We all know that there is never a fixed arithmetic formula between the cost of producing, and transporting, the goods and services sold to us and the prices charged for them … sellers charge what they can get, and if we don’t do a good job of figuring out the true cost, which can be hard to do, chances are they are building in a hefty margin.

But the margin is only one hidden cost. There’s other hidden costs baked into the COGS by the supplier, some of which even they may not be aware of. But if you want to bring costs down, you have to find them. So where do you look?

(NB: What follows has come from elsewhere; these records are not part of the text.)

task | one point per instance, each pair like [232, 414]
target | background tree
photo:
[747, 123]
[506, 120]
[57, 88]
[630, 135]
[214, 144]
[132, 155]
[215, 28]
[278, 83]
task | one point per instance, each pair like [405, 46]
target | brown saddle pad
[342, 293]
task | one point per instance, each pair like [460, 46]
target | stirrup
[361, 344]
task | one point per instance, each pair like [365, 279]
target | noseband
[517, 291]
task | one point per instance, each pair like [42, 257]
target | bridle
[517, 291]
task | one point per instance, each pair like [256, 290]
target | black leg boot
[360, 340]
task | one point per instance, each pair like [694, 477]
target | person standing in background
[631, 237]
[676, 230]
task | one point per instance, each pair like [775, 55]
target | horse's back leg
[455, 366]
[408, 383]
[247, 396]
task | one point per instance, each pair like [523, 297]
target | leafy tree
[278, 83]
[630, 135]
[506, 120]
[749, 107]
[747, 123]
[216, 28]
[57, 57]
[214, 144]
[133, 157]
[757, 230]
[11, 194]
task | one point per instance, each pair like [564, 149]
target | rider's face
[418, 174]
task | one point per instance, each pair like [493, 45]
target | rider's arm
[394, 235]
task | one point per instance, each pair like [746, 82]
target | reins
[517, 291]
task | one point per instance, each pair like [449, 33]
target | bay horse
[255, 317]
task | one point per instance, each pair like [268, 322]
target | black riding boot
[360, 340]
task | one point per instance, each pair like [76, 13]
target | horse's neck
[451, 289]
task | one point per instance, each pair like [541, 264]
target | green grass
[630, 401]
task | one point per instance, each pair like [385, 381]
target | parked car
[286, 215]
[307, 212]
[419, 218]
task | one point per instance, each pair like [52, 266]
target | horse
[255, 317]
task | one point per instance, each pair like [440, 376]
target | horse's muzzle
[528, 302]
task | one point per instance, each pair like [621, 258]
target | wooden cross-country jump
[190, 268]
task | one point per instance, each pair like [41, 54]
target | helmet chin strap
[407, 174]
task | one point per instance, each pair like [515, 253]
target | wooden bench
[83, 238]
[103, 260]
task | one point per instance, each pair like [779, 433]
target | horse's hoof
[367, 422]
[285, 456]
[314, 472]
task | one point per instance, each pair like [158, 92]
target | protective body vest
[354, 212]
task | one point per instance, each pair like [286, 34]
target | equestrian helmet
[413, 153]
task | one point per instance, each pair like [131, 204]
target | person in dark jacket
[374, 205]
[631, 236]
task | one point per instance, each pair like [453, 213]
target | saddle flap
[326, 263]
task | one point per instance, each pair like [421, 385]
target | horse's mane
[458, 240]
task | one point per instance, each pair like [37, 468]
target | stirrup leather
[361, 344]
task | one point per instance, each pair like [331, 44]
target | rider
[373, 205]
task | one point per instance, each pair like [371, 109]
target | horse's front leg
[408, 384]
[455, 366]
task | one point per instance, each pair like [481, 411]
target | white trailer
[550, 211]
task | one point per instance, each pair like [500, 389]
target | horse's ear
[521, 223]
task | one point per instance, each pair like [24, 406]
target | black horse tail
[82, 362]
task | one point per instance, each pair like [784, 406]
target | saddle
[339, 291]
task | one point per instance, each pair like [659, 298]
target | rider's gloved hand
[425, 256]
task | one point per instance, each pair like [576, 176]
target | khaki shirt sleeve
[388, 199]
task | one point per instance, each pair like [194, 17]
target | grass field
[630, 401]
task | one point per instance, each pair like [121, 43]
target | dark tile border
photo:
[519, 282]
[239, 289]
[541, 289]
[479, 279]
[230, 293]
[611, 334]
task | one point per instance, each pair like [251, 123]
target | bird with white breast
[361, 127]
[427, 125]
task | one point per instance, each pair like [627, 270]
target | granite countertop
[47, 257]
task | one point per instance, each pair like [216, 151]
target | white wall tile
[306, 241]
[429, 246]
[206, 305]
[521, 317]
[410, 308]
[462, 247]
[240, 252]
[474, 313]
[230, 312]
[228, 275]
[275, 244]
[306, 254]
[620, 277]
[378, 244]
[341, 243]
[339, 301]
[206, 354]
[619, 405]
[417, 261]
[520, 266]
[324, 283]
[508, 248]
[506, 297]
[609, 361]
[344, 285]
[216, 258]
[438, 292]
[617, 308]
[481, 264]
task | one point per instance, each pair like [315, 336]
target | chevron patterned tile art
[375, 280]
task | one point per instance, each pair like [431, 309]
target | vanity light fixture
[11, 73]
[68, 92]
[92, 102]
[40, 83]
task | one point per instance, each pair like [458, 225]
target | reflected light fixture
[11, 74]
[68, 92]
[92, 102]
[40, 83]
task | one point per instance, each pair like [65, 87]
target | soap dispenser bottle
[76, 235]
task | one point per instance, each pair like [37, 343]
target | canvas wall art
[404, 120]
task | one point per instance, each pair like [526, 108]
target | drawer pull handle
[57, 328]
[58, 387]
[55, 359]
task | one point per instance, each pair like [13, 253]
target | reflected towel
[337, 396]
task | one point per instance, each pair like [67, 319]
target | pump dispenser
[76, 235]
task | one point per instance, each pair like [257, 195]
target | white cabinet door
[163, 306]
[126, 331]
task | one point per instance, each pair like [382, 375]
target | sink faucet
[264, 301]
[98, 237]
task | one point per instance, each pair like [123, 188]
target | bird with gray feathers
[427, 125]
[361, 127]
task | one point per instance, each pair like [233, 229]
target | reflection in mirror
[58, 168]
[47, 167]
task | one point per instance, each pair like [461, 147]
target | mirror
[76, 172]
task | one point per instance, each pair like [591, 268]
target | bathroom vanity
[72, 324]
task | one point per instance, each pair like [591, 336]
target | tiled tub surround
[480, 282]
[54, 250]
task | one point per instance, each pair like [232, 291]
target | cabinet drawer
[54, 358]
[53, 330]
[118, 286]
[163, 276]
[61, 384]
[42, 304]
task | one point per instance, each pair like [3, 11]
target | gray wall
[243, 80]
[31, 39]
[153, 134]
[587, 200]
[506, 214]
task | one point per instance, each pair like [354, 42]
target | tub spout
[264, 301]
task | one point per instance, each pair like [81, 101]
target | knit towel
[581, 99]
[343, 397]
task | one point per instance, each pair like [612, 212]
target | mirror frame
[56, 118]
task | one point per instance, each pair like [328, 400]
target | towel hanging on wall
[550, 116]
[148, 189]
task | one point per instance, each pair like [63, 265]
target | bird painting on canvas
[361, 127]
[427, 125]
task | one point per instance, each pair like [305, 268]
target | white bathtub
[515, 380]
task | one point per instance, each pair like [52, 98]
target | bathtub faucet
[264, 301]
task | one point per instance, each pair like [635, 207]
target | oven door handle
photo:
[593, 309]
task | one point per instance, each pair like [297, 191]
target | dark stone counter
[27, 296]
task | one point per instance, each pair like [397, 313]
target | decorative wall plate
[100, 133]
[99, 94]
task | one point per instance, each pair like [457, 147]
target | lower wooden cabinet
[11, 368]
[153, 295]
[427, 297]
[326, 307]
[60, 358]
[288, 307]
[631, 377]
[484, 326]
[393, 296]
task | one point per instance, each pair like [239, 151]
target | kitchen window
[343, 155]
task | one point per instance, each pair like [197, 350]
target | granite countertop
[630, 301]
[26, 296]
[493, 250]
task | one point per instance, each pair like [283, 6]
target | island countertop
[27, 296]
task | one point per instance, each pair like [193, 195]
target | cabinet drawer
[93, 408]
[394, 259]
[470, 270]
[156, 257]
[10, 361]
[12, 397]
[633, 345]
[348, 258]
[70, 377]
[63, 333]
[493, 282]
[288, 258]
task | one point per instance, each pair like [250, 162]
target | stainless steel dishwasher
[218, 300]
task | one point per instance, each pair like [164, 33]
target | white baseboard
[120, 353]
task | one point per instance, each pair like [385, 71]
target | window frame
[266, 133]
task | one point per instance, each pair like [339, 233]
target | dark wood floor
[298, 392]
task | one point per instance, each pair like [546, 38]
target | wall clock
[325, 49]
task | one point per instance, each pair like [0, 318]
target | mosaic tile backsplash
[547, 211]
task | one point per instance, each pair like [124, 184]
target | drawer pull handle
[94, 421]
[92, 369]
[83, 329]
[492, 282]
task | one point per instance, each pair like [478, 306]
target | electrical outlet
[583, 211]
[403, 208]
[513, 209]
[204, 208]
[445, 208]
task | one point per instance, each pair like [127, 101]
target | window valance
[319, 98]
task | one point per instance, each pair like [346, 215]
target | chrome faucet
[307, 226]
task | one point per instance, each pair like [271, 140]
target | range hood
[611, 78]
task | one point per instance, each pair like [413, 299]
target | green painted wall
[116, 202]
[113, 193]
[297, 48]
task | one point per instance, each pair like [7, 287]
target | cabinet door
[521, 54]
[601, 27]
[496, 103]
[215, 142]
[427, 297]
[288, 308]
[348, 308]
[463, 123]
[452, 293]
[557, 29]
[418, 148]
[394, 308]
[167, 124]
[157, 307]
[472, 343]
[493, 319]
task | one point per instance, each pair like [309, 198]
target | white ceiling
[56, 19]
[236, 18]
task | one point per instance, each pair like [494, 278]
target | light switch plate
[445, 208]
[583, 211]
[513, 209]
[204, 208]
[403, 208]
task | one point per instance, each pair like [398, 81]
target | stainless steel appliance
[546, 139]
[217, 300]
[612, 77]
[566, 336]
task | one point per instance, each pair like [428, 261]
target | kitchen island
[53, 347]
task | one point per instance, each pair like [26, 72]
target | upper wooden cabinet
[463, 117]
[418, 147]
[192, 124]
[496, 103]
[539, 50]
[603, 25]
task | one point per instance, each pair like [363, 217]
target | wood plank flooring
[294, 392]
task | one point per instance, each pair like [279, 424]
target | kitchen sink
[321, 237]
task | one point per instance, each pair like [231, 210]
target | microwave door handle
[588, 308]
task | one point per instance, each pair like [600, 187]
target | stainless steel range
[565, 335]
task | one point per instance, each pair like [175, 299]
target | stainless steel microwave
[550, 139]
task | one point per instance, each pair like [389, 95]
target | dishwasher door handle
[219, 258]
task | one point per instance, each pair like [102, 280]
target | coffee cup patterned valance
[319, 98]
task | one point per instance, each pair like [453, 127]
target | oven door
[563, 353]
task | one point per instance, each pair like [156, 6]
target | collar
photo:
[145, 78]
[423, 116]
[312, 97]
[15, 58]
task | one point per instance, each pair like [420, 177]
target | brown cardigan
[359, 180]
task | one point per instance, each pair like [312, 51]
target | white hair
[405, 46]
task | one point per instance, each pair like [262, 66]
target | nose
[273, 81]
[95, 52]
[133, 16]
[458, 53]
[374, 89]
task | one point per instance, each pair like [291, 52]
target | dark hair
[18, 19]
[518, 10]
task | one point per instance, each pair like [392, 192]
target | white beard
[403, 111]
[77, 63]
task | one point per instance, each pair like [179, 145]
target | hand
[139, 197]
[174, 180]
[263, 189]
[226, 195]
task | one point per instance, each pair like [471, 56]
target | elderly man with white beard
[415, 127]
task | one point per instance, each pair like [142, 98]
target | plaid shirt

Start by investigating each of the main production costs:

  • raw materials — what are your T1 suppliers paying to the T2 suppliers
  • energy — production always requires energy … but there isn’t always one rate
  • labour — if there is temp labour / contract labour involved, is it market rate
  • overhead costs — facilities, financing, etc. — these could be fixed, or they could not … for example, if the supplier has to borrow to fund operations until they get paid, what interest rate are they paying … and how does it compare to your rate? might be cheaper for you to pay them early in exchange for a discount that exceeds your cost of capital

That’s how you them. So what do you do next?

Come up with a plan to address any costs that look high:

  • if material costs are too high, can you buy on behalf of suppliers at a better rate? can you find alternative materials?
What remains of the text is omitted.